My boards 4 and 5 had been using away matches to go to another part of town
and rob peoples houses. The chess league match was their alibi.

My board 6 was a Mr Jackerson.
He had a mortal fear of dying during a game of chess and insisted on taking a
coffin with him to every away match.

We would park the van and the 6 of us would go into the venue carrying Jackerson’s
coffin. Four of us had to carry the coffin back out because Brewson and McSweeney
were by then off screwing people’s houses.

But it was my board two who caused me the most problems.

I doubt if anyone had to through the hullabaloo I had to go through.

His name was JANAKA and lived in St. Margaret’s Loch in Edinburgh.

St. Margaret’s Loch during the day, at night it is very creepy.

I had to buy ½lb pf chopped liver and cast it into the loch and JANAKA would rise.

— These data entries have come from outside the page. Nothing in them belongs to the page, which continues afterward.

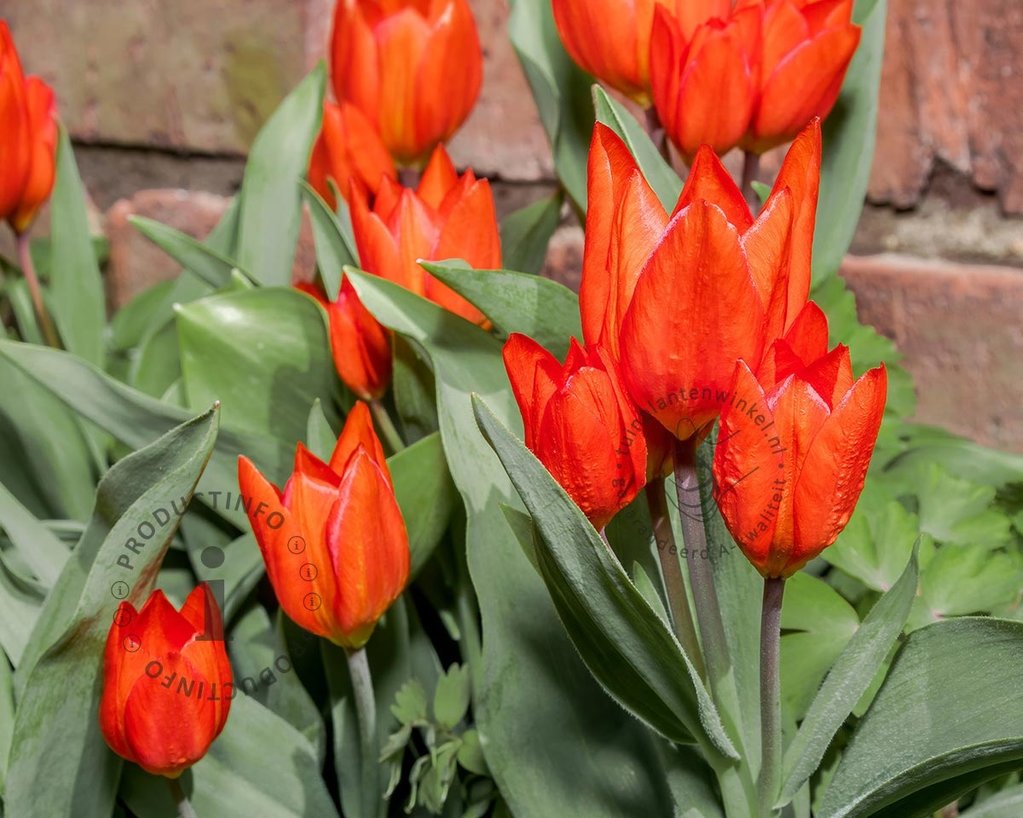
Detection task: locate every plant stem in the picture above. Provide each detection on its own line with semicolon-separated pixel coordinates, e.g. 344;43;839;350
167;778;198;818
17;232;60;350
743;150;760;215
675;438;731;696
646;478;707;678
757;578;785;818
369;399;405;454
346;647;384;815
647;105;674;168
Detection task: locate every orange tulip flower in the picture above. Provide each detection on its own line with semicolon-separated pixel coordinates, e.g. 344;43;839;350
352;146;501;323
0;20;57;234
552;0;730;106
309;102;398;209
504;333;647;529
613;123;820;441
295;276;392;401
650;2;765;157
713;302;887;578
330;0;483;165
99;584;234;778
743;0;860;153
238;403;409;650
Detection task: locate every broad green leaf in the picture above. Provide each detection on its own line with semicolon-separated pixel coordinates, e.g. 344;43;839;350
593;85;682;213
474;399;738;758
776;558;918;808
501;190;565;273
821;478;920;593
782;573;859;720
387;433;457;577
813;0;888;281
422;262;582;358
302;181;359;301
918;465;1011;549
231;62;326;286
4;410;217;818
508;0;593;211
50;128;106;364
0;484;71;588
352;273;672;818
910;545;1023;628
0;340;295;528
119;693;338;818
819;618;1023;818
321;599;412;818
178;287;338;446
129;216;237;288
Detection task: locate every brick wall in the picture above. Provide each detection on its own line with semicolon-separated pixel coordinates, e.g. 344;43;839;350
0;0;1023;451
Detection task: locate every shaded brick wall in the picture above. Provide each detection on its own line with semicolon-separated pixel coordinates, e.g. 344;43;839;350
0;0;1023;451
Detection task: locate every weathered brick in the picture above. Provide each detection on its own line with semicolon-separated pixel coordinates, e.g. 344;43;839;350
842;256;1023;452
0;0;324;153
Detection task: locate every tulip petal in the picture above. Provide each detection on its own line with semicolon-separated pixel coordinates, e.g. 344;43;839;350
793;366;888;571
326;448;409;648
621;200;764;440
579;123;668;358
753;27;860;149
671;145;753;233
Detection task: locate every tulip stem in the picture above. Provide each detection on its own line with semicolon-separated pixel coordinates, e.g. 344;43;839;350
743;150;760;214
369;399;405;454
345;647;383;815
167;778;198;818
644;478;707;678
647;105;674;170
17;232;60;350
675;438;731;696
757;578;785;818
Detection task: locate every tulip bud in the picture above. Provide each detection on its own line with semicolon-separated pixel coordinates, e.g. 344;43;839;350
99;584;234;778
713;302;887;578
352;146;501;324
238;403;410;650
743;0;860;153
504;333;647;529
0;20;57;234
330;0;483;165
309;102;398;209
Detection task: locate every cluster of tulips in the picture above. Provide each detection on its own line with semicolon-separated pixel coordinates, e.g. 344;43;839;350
0;0;886;809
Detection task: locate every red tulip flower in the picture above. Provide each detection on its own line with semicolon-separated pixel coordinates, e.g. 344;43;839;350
713;303;887;578
295;276;392;401
99;584;234;778
330;0;483;165
0;20;57;234
309;102;398;209
613;123;820;442
352;146;501;323
650;2;765;157
238;403;409;650
743;0;860;153
504;333;647;529
552;0;730;105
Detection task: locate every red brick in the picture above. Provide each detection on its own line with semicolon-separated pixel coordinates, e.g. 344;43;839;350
842;256;1023;452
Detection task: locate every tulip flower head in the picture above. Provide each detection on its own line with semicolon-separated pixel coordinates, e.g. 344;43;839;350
0;20;57;234
309;102;398;209
613;123;820;442
352;146;501;323
713;302;887;578
504;333;647;529
743;0;861;153
238;403;409;650
295;276;392;401
99;584;234;778
330;0;483;165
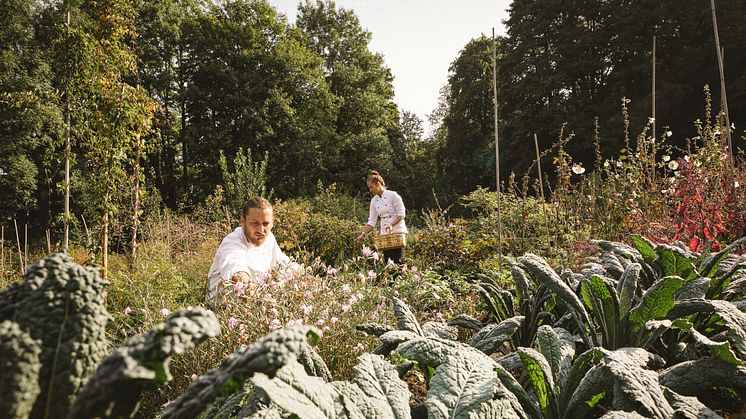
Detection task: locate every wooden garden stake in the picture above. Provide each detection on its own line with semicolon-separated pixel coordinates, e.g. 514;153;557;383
534;133;552;254
710;0;734;162
492;28;503;266
13;218;26;275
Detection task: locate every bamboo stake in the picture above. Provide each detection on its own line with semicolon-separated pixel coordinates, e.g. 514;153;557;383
0;226;5;279
534;133;552;254
492;28;503;266
650;35;657;183
23;223;28;266
62;11;70;253
710;0;735;161
13;218;26;275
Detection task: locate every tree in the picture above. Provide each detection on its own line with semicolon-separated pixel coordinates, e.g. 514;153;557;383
437;36;495;199
0;0;61;223
296;0;399;191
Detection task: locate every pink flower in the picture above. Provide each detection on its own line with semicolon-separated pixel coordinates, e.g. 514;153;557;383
285;319;303;328
233;281;246;297
363;246;373;258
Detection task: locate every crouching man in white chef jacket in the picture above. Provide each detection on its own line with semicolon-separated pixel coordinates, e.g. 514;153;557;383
206;197;302;307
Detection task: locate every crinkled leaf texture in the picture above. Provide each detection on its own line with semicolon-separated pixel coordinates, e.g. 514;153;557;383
658;358;746;397
69;307;220;419
251;354;411;419
629;276;684;333
468;316;525;355
0;320;41;419
251;361;345;419
536;325;575;396
669;299;746;358
422;322;458;340
397;338;532;418
14;254;109;418
334;354;411;419
566;348;674;418
393;297;425;336
162;327;316;419
519;253;590;345
663;387;722;419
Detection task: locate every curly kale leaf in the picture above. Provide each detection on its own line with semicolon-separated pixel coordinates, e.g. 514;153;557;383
14;254;108;418
69;308;220;418
162;328;316;419
0;320;41;419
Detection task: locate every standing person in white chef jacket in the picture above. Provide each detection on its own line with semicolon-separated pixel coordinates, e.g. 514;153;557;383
206;196;301;306
355;171;407;264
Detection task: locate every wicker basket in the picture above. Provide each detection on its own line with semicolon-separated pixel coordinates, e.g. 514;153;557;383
373;233;407;250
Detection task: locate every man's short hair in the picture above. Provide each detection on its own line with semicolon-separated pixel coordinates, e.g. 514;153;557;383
241;196;272;217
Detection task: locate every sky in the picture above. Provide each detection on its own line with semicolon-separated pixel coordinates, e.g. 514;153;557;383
269;0;511;134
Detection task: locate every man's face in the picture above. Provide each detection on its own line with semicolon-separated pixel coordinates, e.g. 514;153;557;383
241;208;275;246
368;182;383;195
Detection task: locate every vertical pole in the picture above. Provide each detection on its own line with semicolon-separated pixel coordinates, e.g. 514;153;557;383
62;10;70;253
0;226;5;280
650;35;658;182
534;133;552;254
492;28;503;266
710;0;735;161
13;218;26;275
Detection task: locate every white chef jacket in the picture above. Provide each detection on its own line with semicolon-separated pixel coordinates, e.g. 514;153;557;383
207;227;299;303
368;189;407;234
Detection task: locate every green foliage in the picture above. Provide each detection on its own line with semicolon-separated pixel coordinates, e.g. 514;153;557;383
219;148;272;220
4;254;107;417
0;320;41;419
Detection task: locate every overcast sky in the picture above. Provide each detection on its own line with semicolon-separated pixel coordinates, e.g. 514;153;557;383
270;0;510;135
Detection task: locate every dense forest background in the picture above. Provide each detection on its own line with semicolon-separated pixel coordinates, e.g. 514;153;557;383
0;0;746;246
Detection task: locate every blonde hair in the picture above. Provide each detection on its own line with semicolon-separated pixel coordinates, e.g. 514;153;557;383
367;170;386;186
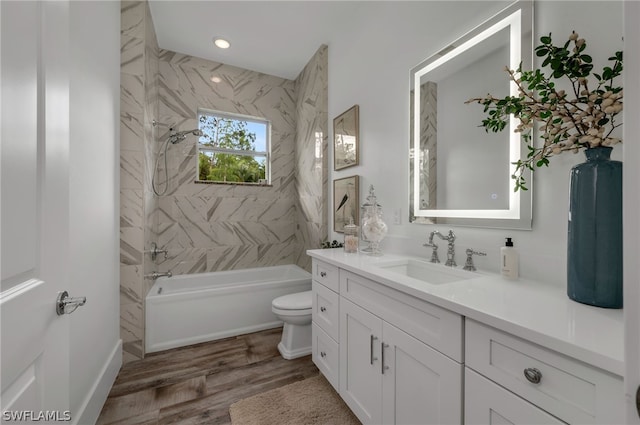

He never spoke. He would just sit there dripping in the back of the van
staring at Jackerson’s coffin.
At the end of the match I would drive him back and he would walk into
the loch and disappear.

A brilliant player, he won every game.

Then one night when we were playing Balerno, who play their home games
in a Church., I noticed JANAKA looked ill and uncomfortable.

The thought had never crossed my mind.

We were on consecrated ground!

Suddenly JANAKA vanished in a cloud of foul smelling smoke and
we lost the board 2 game by default.

The following week I went back to St. Margaret’s Loch and threw in some
chopped liver but nothing happened.

In an act of sheer curiosity I threw some chopped liver into Dunsapie Loch
which is also in Edinburgh.
LAGOONA appeared but he does not know the rules of chess.

Ah, my glass is empty, your shout I think.